SEATTLE — The city of Seattle lost 225 acres of tree canopy cover between 2016 and 2021, an amount roughly the size of Green Lake.
This information was found in a study conducted by the city's Office of Sustainability and Environment and Urban Forestry Commission.
Seattle’s tree canopy includes trees in public spaces like parks and natural areas; private lands like neighborhoods and residential homes; and spaces like universities and the Arboretum.
Canopy cover assessment findings
In addition to the total loss of tree canopy found, the assessment found other developments related to equity and climate change.
There is a 1.7% overall decline in the city's tree canopy that causes severe loss in some neighborhoods more than others. These findings confirm inequities in tree canopy communities that are already experiencing disproportionate climate, health, and economic impacts.
There is a high correlation shown between areas of low canopy cover and areas of health inequities, lower air quality and higher heat indexes, including parts of Beacon Hill, Georgetown and South Park.
The study also showed that trees in natural areas and parks are experiencing the most strain from the effects of climate change. Due to a hotter climate, the trees are faced with more insect and pest outbreaks, droughts and flooding events.

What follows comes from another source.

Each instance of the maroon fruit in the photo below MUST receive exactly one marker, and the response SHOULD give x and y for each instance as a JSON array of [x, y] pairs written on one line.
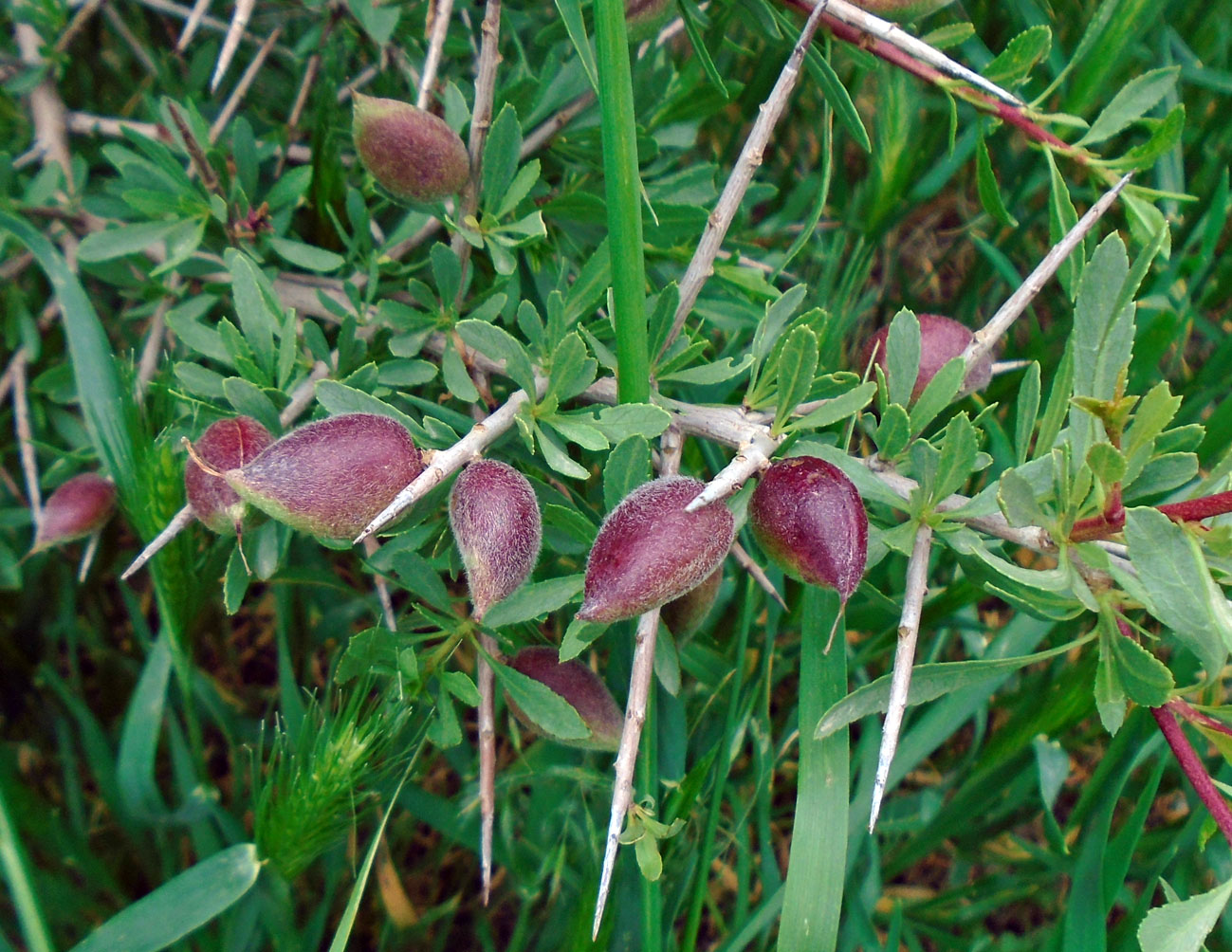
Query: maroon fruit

Reasons for the tree canopy cover loss
Every area faces different challenges, which makes exact reasons complex. Here are some key factors at play:
- Hotter and drier summers
- Large construction projects for utilities, transportation and other infrastructure
- Substantial housing growth
- Aging trees are more susceptible to extreme weather conditions and pest infestations
Importance of tree canopy cover
The tree canopy loss between 2016 through 2021 resulted in hundreds of thousands of pounds of CO2, millions of gallons of stormwater runoff not avoided, hundreds of acres of shade lost and hundreds of thousands of pounds of pollutants not absorbed.
Trees aid in multiple aspects of health and climate. They improve air quality and physical and mental health.
Healthy trees help with heat mitigation and cooling the air around them. They also aid in biodiversity and pest resistance.
More trees can even reduce health disparities when placed in areas with less tree canopy cover. Trees cool neighborhoods, which reduces heat-related illnesses and utility costs.
City of Seattle's next steps
Seattle's goal is to achieve 30% canopy cover by 2037. While the findings in this assessment are not a step in that direction, Seattle Mayor Bruce Harrell said the information is still valuable.
"This data presents the information and opportunity we need to re-evaluate, and course correct, so that the city’s strategies reflect my administration’s commitment to support healthy communities, improve air quality and create neighborhoods resilient to the impacts of climate change," Harrell said.
The city plans to protect and maintain the current tree canopy, plant new trees, empower residents and business owners to care for trees on their land and plan tree planting opportunities with local schools and community organizations.
The city will also pursue local, state and federal funding for planting and in-depth assessments.